Guradian columnist Zoe Williams opined;
There seems to be another aspect to the impunity - that the people rioting aren't taking seriously the idea it could rebound on them. .... This could go back to the idea that people just don't believe they'll go to prison any more, at least not for something as petty as a pair of trainers.
This perhaps comes closer to the mark. But the issue isn't really about whether incarceration is a real threat or not. The kids rioting have no fear not because they don't see the risk of incarceration, just that doing gaol time won't ruin their lives. They see themselves as having no future to look forward to.
Norway and London though are both examples of terror. Not necessarily terror as an organised centralised act by an agent like Al Quaeda or the Bolsheviks, or terror by the state as in Nazi Germany, Soviet Russia or the French Revolution.

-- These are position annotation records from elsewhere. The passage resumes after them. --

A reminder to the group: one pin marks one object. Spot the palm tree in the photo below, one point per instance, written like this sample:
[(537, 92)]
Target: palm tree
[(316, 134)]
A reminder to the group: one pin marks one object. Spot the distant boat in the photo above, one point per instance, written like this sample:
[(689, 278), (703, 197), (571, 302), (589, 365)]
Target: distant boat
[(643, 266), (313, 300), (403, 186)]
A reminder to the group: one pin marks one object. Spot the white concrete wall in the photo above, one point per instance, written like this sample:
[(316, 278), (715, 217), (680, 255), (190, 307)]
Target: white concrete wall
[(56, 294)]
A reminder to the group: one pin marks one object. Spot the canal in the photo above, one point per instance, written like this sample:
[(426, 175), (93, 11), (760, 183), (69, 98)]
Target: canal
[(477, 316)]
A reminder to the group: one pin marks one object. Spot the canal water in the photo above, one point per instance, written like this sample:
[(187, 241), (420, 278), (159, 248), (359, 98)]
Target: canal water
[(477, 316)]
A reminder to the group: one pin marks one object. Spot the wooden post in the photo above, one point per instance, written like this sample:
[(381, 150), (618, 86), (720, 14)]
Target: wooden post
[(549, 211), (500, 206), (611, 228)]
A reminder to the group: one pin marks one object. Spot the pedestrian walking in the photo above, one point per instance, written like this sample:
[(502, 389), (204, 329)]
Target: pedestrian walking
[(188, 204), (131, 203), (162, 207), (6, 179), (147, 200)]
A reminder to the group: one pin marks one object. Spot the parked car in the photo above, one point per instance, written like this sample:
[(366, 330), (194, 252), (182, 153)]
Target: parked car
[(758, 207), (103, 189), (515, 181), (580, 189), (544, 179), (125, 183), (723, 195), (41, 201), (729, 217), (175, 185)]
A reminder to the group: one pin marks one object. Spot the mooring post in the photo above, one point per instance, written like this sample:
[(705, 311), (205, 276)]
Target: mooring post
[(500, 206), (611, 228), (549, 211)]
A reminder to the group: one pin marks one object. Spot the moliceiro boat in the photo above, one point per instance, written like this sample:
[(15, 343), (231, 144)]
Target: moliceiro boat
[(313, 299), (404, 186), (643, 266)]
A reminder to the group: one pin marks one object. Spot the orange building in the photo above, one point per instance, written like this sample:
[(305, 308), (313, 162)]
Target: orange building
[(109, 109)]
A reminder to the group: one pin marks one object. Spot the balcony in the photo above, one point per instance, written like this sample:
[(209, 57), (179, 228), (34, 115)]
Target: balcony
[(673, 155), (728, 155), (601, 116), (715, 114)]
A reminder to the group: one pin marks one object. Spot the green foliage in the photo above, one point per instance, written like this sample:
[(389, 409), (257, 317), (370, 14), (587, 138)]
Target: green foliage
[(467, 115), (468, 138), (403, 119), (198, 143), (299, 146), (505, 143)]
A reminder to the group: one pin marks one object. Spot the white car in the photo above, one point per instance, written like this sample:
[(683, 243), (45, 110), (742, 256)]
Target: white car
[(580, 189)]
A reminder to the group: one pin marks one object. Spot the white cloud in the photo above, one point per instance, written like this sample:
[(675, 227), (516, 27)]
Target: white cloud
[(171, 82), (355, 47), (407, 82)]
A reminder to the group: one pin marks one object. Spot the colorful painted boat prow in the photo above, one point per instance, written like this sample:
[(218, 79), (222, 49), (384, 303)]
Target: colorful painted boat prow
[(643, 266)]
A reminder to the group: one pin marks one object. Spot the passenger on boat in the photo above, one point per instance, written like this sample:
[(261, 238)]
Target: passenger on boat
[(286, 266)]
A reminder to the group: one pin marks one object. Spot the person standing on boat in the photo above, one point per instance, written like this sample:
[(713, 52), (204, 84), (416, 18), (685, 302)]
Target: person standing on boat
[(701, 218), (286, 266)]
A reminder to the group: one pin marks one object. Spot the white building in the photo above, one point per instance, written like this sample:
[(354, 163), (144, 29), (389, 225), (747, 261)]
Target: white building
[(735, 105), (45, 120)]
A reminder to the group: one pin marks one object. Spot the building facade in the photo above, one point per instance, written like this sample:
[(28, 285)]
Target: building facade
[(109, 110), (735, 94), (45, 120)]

But it is terror as a political act. And we need to understand terror and its attraction.
Terror is a strategy that makes the powerless powerful. Here we get into the real bowels of discussing a democratic parliamentary democracy - it is meant to be one where no one is subject to the arbitrary exercise of power by another.
But that isn't true of modern "Western" society. Galbraith identified the power of the corporation. More recently we see in Australia the naked exercise of corporate power in ads on policy from tobacco, mining and gambling industries. But ultimately Rob Burgess writing for Business Spectator nailed it, corporations are marketing affluence to the poor.